LPRVF art grant good investment for students
Published 7:00 am Friday, October 16, 2015
We would like to say a public “thank you” to the Lower Pearl River Valley Foundation for their generous arts grant to South Side Elementary School.
It’s well known that despite small classroom budgets provided by districts, teachers generally buy classroom supplies. Those supplies range from inexpensive decorations to costly teaching aids. Art supplies, as any artist or art teacher will attest, are not cheap. However, if a district is to provide worthwhile arts instruction, they are every bit as necessary as science textbooks. But of course, school districts must buy science textbooks according to state law. Art supplies are a different matter.

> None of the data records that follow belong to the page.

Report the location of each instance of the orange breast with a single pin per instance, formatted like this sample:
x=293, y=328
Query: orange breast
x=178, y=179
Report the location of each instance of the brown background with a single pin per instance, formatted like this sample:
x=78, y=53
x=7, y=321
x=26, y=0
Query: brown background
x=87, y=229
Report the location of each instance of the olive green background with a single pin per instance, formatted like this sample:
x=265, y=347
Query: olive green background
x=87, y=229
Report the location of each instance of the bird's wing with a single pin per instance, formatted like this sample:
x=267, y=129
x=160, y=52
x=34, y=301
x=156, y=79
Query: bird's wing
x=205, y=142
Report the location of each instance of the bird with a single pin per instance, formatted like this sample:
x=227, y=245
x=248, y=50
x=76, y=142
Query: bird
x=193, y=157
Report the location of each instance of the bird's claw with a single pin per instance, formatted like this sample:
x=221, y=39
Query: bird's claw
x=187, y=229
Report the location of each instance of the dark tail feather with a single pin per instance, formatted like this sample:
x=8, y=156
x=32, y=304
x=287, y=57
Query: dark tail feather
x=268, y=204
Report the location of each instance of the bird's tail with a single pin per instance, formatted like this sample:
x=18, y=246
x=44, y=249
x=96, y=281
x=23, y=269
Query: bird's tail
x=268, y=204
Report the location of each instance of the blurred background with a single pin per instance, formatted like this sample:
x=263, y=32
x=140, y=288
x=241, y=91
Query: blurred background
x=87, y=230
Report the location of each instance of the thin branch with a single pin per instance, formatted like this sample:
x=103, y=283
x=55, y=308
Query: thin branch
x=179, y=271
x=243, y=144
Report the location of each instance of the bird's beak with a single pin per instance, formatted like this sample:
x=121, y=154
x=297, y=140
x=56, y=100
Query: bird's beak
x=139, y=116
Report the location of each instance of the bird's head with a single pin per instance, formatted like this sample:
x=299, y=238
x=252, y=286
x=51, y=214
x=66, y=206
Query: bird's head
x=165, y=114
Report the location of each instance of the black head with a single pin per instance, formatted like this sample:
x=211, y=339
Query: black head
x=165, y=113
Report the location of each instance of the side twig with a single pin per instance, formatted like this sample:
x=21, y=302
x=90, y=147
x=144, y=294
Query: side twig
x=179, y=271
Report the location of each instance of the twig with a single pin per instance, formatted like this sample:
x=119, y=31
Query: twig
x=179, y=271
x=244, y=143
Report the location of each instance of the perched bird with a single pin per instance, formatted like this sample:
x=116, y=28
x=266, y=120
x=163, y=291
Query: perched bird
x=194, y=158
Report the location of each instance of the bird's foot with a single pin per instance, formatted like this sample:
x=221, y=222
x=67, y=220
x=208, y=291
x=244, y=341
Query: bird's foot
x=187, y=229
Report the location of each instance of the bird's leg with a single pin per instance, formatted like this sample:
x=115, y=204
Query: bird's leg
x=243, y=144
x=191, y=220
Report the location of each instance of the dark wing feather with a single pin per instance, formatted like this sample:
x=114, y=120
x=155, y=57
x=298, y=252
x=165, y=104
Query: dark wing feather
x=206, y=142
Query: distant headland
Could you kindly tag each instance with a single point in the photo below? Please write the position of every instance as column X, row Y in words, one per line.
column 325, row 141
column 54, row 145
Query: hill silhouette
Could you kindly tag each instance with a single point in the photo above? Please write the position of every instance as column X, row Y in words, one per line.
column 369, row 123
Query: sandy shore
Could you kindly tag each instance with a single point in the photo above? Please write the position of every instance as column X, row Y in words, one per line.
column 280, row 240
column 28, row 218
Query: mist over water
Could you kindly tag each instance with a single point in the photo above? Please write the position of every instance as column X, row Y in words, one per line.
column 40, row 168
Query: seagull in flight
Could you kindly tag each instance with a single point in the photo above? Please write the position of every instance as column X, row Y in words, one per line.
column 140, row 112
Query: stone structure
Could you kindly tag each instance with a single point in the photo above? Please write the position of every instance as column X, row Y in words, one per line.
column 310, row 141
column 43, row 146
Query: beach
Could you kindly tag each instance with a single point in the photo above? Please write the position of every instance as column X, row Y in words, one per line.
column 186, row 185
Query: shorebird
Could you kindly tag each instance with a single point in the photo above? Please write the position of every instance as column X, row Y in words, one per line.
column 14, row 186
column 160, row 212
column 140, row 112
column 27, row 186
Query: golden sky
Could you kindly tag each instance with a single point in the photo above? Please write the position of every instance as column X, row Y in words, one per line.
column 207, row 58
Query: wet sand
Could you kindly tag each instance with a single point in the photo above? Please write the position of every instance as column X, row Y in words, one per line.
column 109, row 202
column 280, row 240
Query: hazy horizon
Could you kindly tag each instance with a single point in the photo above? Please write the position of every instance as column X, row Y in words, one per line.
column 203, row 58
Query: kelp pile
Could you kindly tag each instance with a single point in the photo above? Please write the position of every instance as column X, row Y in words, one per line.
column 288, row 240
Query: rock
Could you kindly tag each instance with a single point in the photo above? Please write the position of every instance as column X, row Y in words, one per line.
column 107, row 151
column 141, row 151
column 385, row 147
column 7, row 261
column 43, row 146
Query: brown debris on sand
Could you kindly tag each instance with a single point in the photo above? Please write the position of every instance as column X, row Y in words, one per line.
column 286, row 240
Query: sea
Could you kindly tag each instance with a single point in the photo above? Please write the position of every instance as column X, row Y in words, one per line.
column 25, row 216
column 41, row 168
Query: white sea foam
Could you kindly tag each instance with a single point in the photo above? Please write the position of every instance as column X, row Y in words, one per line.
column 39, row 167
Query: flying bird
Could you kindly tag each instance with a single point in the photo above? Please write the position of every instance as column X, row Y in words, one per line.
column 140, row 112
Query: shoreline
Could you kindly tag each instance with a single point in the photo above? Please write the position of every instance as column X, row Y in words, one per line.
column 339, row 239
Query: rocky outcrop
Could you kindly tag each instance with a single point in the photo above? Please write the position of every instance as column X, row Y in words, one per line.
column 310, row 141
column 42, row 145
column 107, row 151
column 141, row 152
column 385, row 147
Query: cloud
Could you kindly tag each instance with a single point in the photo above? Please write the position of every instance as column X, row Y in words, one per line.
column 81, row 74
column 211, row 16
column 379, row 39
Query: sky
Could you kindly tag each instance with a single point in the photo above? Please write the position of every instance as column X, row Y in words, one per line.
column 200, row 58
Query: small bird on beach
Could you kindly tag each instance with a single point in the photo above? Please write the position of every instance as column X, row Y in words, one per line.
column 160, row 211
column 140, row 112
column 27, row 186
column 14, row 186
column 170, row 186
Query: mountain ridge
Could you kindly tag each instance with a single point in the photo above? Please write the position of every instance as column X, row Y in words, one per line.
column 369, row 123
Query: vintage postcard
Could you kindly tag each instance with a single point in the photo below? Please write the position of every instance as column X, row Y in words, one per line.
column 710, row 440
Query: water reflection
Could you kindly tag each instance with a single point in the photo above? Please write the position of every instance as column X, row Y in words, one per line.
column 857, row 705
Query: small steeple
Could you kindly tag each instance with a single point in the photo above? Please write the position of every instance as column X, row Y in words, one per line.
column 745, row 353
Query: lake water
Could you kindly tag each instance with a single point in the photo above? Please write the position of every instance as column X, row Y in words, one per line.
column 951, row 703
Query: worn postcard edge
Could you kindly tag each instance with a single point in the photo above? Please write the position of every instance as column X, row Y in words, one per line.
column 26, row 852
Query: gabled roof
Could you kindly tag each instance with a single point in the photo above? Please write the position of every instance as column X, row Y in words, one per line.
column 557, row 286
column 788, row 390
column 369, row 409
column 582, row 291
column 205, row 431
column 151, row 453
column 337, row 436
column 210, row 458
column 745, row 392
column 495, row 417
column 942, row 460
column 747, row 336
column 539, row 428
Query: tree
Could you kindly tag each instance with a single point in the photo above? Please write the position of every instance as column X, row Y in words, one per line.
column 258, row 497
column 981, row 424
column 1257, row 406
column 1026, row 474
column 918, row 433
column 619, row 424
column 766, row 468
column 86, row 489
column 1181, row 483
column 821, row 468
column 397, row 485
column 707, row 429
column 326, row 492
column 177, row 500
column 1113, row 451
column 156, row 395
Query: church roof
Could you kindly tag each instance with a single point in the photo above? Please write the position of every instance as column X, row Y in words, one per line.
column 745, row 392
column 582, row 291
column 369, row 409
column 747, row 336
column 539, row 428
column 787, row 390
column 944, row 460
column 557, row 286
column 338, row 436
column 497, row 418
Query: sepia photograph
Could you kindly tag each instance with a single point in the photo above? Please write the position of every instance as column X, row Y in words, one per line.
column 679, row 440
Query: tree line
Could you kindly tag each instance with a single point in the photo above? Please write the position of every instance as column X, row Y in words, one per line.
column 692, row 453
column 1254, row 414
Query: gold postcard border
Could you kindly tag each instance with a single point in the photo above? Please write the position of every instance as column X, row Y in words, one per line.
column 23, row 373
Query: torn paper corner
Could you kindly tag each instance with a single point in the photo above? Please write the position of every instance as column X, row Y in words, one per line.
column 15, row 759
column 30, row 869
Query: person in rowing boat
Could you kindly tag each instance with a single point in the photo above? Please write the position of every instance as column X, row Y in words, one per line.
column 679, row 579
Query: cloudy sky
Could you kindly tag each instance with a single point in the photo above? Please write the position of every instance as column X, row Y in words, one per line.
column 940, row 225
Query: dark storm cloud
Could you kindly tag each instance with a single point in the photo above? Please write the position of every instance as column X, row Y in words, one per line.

There is a lot of talk in Mississippi these days about school funding, but arts programs across the nation are not much different than the ones here at home. They’re all underfunded.
This week National Public Radio reported on an art teacher at a public high school in Sherman Oaks, California who spends between $300 to $400 of her own money each year on extra art supplies. As the teacher in the NPR story explained, she can’t expect her students to make good art without good equipment. Her choice, therefore, is to offer an inferior experience and education or spend her own money. Locally, teachers face the same dilemma.
But the grant does more than just lessen the economic burden on teachers. We understand that STEM education is important, and our economy depends on students who understand math and science, but art is important too, if in different ways. Our economy might not depend on the arts (although what great city does not also have great art?) but art can capture a student’s interest and attention in school in ways math and science do not. Each student should feel they are good at something and the arts offer an opportunity for a child to master and excel in something that is neither academic nor physical.
With their grant money, the LPRVF will allow a child to do something good, maybe better than someone else. And that’s a lesson not enough kids get in school.